Qu’est-ce que Salesforce Data 360 ?
Salesforce Data 360 est le nom porté par Salesforce Data Cloud depuis octobre 2025 : le même produit, pas un produit nouveau. Le nom signale un périmètre qui dépasse le marketing, puisque Data 360 est la couche de données de Sales Cloud, Service Cloud et Commerce Cloud, et la couche d’ancrage des agents Agentforce. Les deux noms circulent : les SKU tarifaires et G2 disent Data 360 ; la documentation, les formations Trailhead et les certifications de partenaires disent encore Data Cloud en grande partie.

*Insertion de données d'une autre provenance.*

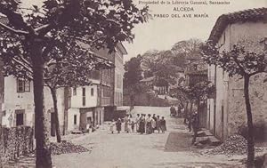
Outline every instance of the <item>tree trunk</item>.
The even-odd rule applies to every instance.
[[[183,123],[186,124],[186,120],[188,120],[188,101],[186,101],[186,105],[185,105],[185,108],[184,108],[184,120],[183,120]]]
[[[58,100],[57,100],[57,90],[56,88],[50,88],[53,103],[53,110],[54,110],[54,122],[56,126],[56,136],[57,136],[57,142],[61,142],[61,128],[60,128],[60,121],[59,121],[59,110],[58,110]]]
[[[51,151],[48,145],[45,113],[44,105],[44,60],[39,43],[31,44],[31,60],[33,64],[33,84],[35,101],[35,133],[36,133],[36,166],[51,168]]]
[[[244,77],[244,95],[247,117],[247,167],[254,166],[255,148],[254,148],[254,133],[253,133],[253,120],[251,113],[251,106],[249,101],[249,76]]]
[[[193,101],[190,101],[190,116],[192,115],[192,110],[193,110]]]

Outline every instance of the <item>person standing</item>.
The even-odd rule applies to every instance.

Combien coûte Salesforce Data Cloud ?
Le SKU Data 360 Starter est affiché à 60 000 dollars américains par an, et les crédits supplémentaires à 500 dollars les 100 000 crédits. Salesforce propose deux modèles de tarification, au crédit (Flex Credits) et au profil. Le coût total dépasse en général ce montant, parce qu’un cas d’usage complet de CDP demande d’autres clouds Salesforce — Marketing Cloud pour l’activation e-mail, Service Cloud pour le service, parfois MuleSoft pour les données externes — auxquels s’ajoutent les honoraires d’intégrateur.
Quelle est la différence entre Salesforce Data Cloud et une CDP indépendante ?
Salesforce Data Cloud est une CDP intégrée à la suite ; une CDP indépendante fonctionne sans licence supplémentaire d’un autre produit du même éditeur. Data Cloud donne sa pleine valeur avec les autres clouds Salesforce. Une CDP hybride réunit unification, messagerie et IA dans un seul système. Les écarts portent sur la vitesse de déploiement (semaines contre mois), le modèle de tarification (licence unique contre plusieurs clouds) et l’origine de l’architecture (construite d’un bloc contre assemblée par acquisitions).
Comment Salesforce Data Cloud se compare-t-il à Adobe Real-Time CDP ?
Les deux produits sont des CDP intégrées à une suite et de génération 3 (Agentic CDP), donc le choix se décide sur l’écosystème déjà en place : les clouds CRM de Salesforce ou la suite expérience d’Adobe. Salesforce active par Marketing Cloud, avec Einstein et Agentforce ; Adobe Real-Time CDP active par Journey Optimizer et impose le modèle de données XDM d’Adobe Experience Platform. Pour le détail de la comparaison (gouvernance, capacités d’IA, direction de la dépendance), voir Adobe Real-Time CDP.
Salesforce Data Cloud est-il la bonne CDP pour mon organisation ?
Salesforce Data Cloud est la bonne CDP quand l’entreprise est déjà investie dans Salesforce côté CRM et côté marketing, et le mauvais choix hors de cet écosystème. Choisissez-le pour des profils de vision client 360° natifs de Sales Cloud et d’Agentforce, avec des déclencheurs en temps réel dans toute la stack Salesforce. Écartez-le si le CRM et la stack marketing de l’entreprise viennent d’un autre éditeur.
Quelles sont les alternatives à Salesforce Data Cloud ?
Les principales alternatives à Data Cloud sont les CDP qui ne sont pas intégrées à une suite : une seule plateforme, un seul contrat, une architecture pensée pour l’IA et une mise en service en semaines plutôt qu’en mois. Les Composable CDP forment une option dans ce groupe, avec le data warehouse comme socle et le reverse ETL pour pousser les données vers les outils d’activation. En France, la comparaison porte sur Treasure AI, Adobe Real-Time CDP, Hightouch, imagino et DinMo.